As noted above, Britain is creating a new digital markets unit that will be created within the CMA, with powers to create extra-strong upfront regulations to deal with competition in digital markets. Penrose argues that this is “exactly the right thing to do”, as every sector is digitising and new entrepreneurial firms could emerge to create new digital network monopolies at any time.
However, the new unit also poses a threat that needs to be avoided too, he adds. Penrose writes:
It will have modern versions of the same extra-strong upfront powers as long-established sector regulators like Ofwat, Ofcom and Ofgem. Because these upfront powers are so strong, and usually quicker and easier to use than normal competition and consumer laws as well, the temptation for any regulator is to use them more and more, and the workaday competition and consumer ones less and less.
So upfront powers are a headily-addictive drug for regulators to use, but they come with a high cost because they add far more red tape costs and regulatory burdens than traditional competition and consumer powers too. As a result, upfront powers create a high risk of ‘regulatory creep’ which adds red tape costs steadily over time; the huge growth in cost, time and complexity of price control decisions in the long-established sector regulators over the last 30 years shows what can happen.
As such, the new digital unit – which Penrose argues should be dubbed the NDMU, as highlighted above – should have its extra-strong upfront powers tightly ring-fenced, in order to prevent this regulatory creed. Otherwise there is a risk that they could spread to cover every digital sector of the economy.
NDMU should focus on individual firms that own and run network and data monopolies, rather than to the rest of the sector in which they work, and only apply to problems which CMA’s existing competition and consumer powers can’t solve already.
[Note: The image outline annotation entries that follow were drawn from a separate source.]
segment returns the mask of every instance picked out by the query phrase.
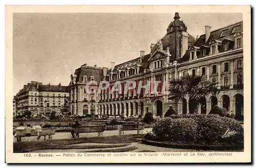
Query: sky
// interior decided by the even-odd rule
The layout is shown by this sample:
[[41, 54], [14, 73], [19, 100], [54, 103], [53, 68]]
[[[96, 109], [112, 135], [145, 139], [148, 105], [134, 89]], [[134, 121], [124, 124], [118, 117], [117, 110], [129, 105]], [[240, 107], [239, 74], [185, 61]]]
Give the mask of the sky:
[[[84, 63], [111, 67], [150, 53], [173, 20], [168, 13], [14, 13], [13, 94], [31, 81], [67, 86]], [[242, 20], [241, 13], [179, 13], [196, 37]]]

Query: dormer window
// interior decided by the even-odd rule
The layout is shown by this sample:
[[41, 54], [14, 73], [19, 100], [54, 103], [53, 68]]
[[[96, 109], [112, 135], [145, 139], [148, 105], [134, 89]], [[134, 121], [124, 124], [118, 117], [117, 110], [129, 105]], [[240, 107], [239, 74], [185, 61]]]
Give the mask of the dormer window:
[[211, 46], [211, 54], [215, 54], [216, 53], [216, 46], [214, 45]]
[[205, 49], [204, 49], [203, 50], [201, 50], [201, 56], [202, 57], [205, 57], [205, 55], [206, 55], [206, 50]]
[[241, 38], [238, 38], [237, 39], [237, 49], [239, 49], [241, 47]]
[[243, 32], [237, 32], [234, 35], [234, 47], [239, 49], [243, 47]]
[[228, 42], [226, 42], [224, 43], [224, 51], [228, 50]]
[[86, 76], [82, 77], [82, 82], [84, 83], [87, 83], [87, 77]]
[[227, 34], [227, 30], [228, 30], [226, 29], [226, 30], [224, 30], [222, 32], [221, 32], [221, 34], [220, 34], [220, 36], [219, 37], [219, 38], [225, 37], [225, 36]]

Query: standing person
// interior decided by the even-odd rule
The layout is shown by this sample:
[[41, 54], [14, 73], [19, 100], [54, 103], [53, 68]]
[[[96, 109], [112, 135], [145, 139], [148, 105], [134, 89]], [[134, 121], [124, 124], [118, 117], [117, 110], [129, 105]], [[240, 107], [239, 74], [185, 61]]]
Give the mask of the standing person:
[[37, 133], [37, 141], [39, 140], [40, 138], [41, 137], [41, 135], [40, 135], [40, 132], [42, 132], [42, 127], [38, 124], [36, 124], [36, 125], [33, 126], [33, 129]]
[[[45, 124], [44, 126], [42, 126], [42, 128], [52, 128], [52, 126], [50, 125], [49, 123], [49, 122], [46, 122], [46, 124]], [[46, 135], [45, 136], [45, 140], [46, 140]], [[52, 135], [48, 135], [48, 140], [49, 140], [50, 138], [51, 139], [52, 138]]]
[[33, 128], [31, 128], [30, 124], [27, 124], [27, 127], [25, 127], [26, 130], [26, 136], [31, 136], [31, 131], [33, 130]]
[[[16, 130], [25, 130], [25, 127], [24, 127], [24, 125], [23, 123], [20, 123], [19, 125], [19, 126], [16, 128]], [[14, 135], [14, 137], [16, 137], [17, 133], [15, 133]], [[17, 141], [21, 142], [22, 141], [22, 137], [17, 137]]]
[[[71, 127], [72, 128], [72, 130], [71, 130], [71, 135], [72, 135], [72, 138], [75, 138], [75, 129], [76, 129], [77, 127], [80, 126], [81, 126], [81, 124], [78, 123], [78, 121], [77, 120], [76, 120], [75, 121], [75, 124], [71, 126]], [[76, 137], [78, 138], [79, 137], [79, 133], [76, 133]]]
It’s an important time for the UK to be considering this work. The pandemic and Brexit have created a distinctly challenging environment for the British economy. Balancing the desire to have these internet monopolies invest in the UK, whilst creating a competitive environment that allows for British entrants to thrive is not easy. However, there are standards that Penrose addresses that can help consumers. For example, helping consumers understand where their data is and what it is worth to these companies, for starters. Equally, regulating for the interoperability of these services, to allow for easy switching (as has been done with banking), should bolster competition in the market. None of this will be a quick fix, however, and there will be an ongoing battle of wills (and power) for years to come.